À l’occasion des Rendez-vous aux jardins. Les adhérents de l’association Valentin Haüy ont découvert, vendredi, le parc du château de Celle-les-Bordes. Village aux environs de Rambouillet, les malvoyants on pu profiter d’une visite où le toucher, les odeurs et les échanges ont pris le relais du regard.
Cette année, les Rendez-vous aux jardins mettaient à l’honneur le sens le plus utilisé : la vue. Au château de Celle-les-Bordes, le choix a été fait de prendre ce thème à contre-pied en invitant les adhérents de l’association Valentin Haüy. Créée en 1889, l’association accompagne les personnes déficientes visuelles à travers de nombreuses activités favorisant leur autonomie et leur inclusion.
Découvrir le parc autrement
Dès l’arrivée, le château impressionne. La bâtisse domine le parc sous un soleil agréable, ni trop chaud ni trop froid. Devant le perron, les premiers massifs attirent le groupe. Camélias, pétunias, œillets, lavandes, dahlias et chrysanthèmes dessinent un ensemble coloré devant les pierres roses de la demeure.
Les visiteurs avancent lentement. Les mains remplacent les yeux. On cherche les fleurs du bout des doigts, parfois en effleurant la terre, parfois guidée par la voix d’un bénévole.
Au milieu du groupe, Pascale Kurc passe d’un visiteur à l’autre. « Là, vous avez des pétunias roses, et à côté, des pétunias violets », explique-t-elle en guidant une main vers une grande jardinière de pierre.
Avec son mari, elle est propriétaire du domaine, et c’est elle qui s’occupe des fleurs : « J’adore les fleurs. J’adore les sentir, j’adore les couleurs. » Pour elle, cette journée est avant tout une rencontre. « C’est merveilleux, ce partage. Moi, je suis ravie. »

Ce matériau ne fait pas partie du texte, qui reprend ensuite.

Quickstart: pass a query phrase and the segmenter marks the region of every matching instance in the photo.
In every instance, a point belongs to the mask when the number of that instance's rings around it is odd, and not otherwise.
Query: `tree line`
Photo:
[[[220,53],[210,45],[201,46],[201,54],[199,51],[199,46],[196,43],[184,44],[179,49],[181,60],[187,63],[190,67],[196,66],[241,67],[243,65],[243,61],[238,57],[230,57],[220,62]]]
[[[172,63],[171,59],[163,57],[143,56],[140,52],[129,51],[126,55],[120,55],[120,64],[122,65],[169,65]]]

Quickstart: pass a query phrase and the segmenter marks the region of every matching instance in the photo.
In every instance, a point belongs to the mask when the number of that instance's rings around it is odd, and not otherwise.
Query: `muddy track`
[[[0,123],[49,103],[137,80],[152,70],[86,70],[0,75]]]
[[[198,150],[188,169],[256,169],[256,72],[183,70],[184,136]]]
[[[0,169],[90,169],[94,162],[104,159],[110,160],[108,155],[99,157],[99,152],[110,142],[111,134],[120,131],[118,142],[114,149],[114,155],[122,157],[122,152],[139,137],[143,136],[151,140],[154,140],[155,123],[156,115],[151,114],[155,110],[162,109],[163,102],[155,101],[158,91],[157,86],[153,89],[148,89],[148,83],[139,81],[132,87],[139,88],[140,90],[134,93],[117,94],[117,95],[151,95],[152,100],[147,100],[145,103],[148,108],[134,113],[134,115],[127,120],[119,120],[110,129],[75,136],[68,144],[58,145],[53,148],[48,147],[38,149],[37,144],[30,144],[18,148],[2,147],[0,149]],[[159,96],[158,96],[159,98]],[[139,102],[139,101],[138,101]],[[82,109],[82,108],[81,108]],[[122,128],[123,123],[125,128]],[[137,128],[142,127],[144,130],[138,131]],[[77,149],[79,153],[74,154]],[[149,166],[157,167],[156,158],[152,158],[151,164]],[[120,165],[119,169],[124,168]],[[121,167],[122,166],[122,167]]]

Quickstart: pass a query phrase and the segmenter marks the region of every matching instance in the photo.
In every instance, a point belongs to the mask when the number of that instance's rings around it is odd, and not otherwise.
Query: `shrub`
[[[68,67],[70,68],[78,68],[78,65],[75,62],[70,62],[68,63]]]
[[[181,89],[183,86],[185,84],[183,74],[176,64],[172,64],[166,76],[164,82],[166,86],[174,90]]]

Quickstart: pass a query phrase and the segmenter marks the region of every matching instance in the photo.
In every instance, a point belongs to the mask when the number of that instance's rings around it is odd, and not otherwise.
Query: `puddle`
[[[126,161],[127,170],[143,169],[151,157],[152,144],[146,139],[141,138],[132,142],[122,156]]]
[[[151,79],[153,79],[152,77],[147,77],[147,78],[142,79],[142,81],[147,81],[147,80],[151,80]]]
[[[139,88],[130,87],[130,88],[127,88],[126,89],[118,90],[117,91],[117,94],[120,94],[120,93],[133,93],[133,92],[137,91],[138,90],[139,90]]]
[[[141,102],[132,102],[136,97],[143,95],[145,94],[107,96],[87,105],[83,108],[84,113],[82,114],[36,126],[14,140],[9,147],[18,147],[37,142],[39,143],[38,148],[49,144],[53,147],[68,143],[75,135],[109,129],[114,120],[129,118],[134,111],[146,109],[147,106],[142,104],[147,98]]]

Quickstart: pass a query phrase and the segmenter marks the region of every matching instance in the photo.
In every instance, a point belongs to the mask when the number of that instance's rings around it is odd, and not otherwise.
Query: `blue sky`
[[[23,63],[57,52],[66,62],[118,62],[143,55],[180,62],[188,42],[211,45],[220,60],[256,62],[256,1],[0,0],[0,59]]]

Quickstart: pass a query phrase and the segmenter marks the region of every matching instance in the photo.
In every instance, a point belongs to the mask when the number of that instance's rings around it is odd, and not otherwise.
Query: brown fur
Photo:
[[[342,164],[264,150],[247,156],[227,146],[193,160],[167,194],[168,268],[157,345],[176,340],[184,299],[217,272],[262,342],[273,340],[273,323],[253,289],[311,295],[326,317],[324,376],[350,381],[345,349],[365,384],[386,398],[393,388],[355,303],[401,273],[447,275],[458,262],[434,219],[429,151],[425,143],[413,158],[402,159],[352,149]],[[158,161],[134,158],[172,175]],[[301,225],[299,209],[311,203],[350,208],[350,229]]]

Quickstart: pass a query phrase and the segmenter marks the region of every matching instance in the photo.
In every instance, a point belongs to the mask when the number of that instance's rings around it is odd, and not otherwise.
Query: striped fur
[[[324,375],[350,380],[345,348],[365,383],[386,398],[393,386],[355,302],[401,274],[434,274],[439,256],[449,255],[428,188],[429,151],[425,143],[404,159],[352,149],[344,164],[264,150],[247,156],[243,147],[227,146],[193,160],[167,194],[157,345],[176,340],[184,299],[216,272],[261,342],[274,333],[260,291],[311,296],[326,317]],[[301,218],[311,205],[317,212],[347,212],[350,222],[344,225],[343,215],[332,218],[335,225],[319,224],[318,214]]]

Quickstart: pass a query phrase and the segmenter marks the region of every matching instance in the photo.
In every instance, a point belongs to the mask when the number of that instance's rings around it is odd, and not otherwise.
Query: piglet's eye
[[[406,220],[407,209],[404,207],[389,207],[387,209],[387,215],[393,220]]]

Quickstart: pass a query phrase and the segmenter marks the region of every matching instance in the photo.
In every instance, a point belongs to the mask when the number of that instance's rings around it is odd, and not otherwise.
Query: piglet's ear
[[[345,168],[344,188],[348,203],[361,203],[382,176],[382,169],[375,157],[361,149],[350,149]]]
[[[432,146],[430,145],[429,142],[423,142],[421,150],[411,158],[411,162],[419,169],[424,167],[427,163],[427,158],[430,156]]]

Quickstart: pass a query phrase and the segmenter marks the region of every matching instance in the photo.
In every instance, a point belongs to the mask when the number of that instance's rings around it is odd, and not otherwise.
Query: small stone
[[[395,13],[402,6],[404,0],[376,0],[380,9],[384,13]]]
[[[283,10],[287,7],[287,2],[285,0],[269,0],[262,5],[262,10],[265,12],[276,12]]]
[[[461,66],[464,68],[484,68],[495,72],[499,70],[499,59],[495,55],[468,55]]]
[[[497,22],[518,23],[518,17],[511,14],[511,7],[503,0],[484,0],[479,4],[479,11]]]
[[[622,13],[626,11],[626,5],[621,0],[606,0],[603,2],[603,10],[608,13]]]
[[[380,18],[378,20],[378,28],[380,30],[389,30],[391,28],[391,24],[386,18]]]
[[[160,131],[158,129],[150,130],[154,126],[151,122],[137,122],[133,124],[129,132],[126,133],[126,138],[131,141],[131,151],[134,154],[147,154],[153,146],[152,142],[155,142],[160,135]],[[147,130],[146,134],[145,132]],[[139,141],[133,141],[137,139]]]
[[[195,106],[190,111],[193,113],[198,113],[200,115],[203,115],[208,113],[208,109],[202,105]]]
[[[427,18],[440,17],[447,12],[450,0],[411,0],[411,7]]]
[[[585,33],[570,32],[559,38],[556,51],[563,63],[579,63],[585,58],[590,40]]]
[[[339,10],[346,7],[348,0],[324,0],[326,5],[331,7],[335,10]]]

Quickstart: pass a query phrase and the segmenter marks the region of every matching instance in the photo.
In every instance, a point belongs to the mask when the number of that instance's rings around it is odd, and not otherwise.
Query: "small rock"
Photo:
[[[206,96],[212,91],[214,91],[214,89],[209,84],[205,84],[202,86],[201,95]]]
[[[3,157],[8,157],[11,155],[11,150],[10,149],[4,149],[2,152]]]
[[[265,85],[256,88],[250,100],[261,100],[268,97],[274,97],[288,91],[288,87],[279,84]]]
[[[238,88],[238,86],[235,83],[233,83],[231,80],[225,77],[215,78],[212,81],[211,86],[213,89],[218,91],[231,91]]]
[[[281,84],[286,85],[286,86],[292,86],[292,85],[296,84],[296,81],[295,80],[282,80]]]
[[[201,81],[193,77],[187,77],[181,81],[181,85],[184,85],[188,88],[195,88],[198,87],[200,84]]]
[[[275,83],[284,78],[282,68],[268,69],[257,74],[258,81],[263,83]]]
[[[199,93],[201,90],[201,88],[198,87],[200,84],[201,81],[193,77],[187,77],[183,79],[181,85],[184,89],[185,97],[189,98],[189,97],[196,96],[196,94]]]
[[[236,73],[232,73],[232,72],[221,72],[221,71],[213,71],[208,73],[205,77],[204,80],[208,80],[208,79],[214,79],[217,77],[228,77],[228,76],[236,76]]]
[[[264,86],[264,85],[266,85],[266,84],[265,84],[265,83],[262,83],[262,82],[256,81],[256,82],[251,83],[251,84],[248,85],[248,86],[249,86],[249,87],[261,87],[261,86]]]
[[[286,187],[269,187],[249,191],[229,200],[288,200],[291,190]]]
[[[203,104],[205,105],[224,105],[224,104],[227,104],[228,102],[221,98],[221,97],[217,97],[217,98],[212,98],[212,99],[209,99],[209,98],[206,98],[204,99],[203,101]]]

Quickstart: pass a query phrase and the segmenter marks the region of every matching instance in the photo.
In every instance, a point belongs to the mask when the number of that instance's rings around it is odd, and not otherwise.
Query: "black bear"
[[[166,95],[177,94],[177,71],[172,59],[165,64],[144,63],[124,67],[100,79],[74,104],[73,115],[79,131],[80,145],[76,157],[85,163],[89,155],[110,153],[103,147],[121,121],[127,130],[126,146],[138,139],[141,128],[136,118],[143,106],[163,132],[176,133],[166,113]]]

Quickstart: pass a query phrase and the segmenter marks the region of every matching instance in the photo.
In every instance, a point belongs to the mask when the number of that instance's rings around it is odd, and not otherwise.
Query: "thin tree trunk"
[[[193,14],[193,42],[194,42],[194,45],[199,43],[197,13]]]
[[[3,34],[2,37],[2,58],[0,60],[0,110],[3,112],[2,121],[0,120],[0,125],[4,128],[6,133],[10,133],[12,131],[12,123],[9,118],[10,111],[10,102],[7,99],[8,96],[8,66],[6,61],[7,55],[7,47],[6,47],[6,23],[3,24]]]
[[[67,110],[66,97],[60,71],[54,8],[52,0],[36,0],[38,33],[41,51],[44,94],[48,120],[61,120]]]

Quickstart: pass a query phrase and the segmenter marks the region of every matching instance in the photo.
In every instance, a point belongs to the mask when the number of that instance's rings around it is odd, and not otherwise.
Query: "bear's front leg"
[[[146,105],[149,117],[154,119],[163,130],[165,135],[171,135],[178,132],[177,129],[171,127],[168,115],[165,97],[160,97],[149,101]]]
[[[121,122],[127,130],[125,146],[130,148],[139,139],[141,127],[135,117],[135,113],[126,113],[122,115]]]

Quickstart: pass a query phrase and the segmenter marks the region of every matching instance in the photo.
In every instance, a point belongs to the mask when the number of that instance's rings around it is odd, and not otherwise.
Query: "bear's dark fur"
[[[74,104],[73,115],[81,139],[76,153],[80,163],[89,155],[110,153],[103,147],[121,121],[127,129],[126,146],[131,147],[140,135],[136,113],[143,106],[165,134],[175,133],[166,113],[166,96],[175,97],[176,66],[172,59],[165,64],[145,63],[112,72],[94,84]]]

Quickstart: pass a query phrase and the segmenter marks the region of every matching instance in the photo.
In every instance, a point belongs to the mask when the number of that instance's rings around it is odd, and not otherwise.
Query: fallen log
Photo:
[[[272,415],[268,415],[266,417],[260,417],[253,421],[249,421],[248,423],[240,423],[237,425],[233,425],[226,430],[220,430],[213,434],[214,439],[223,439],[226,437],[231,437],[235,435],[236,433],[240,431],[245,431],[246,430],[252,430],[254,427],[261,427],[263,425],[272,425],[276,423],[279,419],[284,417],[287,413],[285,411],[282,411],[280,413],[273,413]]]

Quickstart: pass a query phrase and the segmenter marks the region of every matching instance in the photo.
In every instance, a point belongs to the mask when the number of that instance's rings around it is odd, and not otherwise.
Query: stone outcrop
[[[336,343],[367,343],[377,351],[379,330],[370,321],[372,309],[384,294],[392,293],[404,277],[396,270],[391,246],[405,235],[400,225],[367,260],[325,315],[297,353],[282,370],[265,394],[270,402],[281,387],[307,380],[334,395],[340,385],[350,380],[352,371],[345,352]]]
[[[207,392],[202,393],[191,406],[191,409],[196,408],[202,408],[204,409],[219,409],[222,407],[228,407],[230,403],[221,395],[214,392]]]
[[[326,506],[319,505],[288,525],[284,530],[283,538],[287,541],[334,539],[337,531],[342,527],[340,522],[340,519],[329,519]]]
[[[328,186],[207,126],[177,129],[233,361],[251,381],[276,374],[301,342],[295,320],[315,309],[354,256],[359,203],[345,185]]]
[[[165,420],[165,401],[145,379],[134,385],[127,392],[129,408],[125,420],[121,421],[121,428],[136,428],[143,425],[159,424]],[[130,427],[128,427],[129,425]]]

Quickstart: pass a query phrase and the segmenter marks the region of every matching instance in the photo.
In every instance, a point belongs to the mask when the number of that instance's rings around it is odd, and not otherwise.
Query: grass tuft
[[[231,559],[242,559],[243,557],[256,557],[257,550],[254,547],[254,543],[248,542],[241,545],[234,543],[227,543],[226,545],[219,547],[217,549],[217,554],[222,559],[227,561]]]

Les malvoyants découvrent le jardin
La visite se poursuit vers une ancienne étable entourée de rosiers. Chacun son tour approche son visage des fleurs ou effleure les pétales.
« Celle-ci, elle ne sent pas », remarque Thierry après avoir comparé plusieurs roses.
Thierry, lui, est malvoyant depuis un an. « À cause d’une allergie à un médicament. J’étais photographe avant. »
Aujourd’hui, il participe aux activités proposées par l’association : apprentissage de la canne blanche, cours de cuisine, théâtre, livres audio, randonnée et visites culturelles. Des rendez-vous qui lui permettent de retrouver, peu à peu, de nouveaux repères.
Un peu plus loin, Marie-Odile s’arrête devant plusieurs oliviers. « Ici, vous voyez, je sais qu’ils sont mal taillés », lance-t-elle en riant. Ses mains remontent le long des branches. « Celui-là aurait dû être taillé bien avant. »
Marie-Odile distingue encore difficilement ce qui l’entoure lorsqu’elle s’approche très près. D’autres participants ont totalement perdu la vue. Certains ne l’ont jamais eue.
Bras dessus, bras dessous
Le groupe reprend sa marche. Sur les anciens pavés où l’herbe a trouvé sa place, bénévoles et malvoyants avancent bras dessus, bras dessous vers l’arrière du château. Les conversations se mêlent naturellement. Quand l’un décrit un paysage ou une couleur, l’autre raconte ce qu’il ressent sous ses doigts ou ce qu’une odeur lui évoque.
Derrière la bâtisse, le parc s’ouvre sur de grandes pelouses bordées de grands arbres.
Près d’un massif de dahlias, Sylvie tend la main vers une fleur. « Elles sont de quelle couleur, celles-ci ? » « Roses », lui répond son accompagnateur.
Elle sourit avant de reprendre son exploration du bout des doigts.
La visite continue dans les allées du parc. Le groupe s’éloigne entre les arbres et les fleurs. Les discussions se poursuivent, ponctuées de rires et de questions. Nous les laissons continuer leur exploration.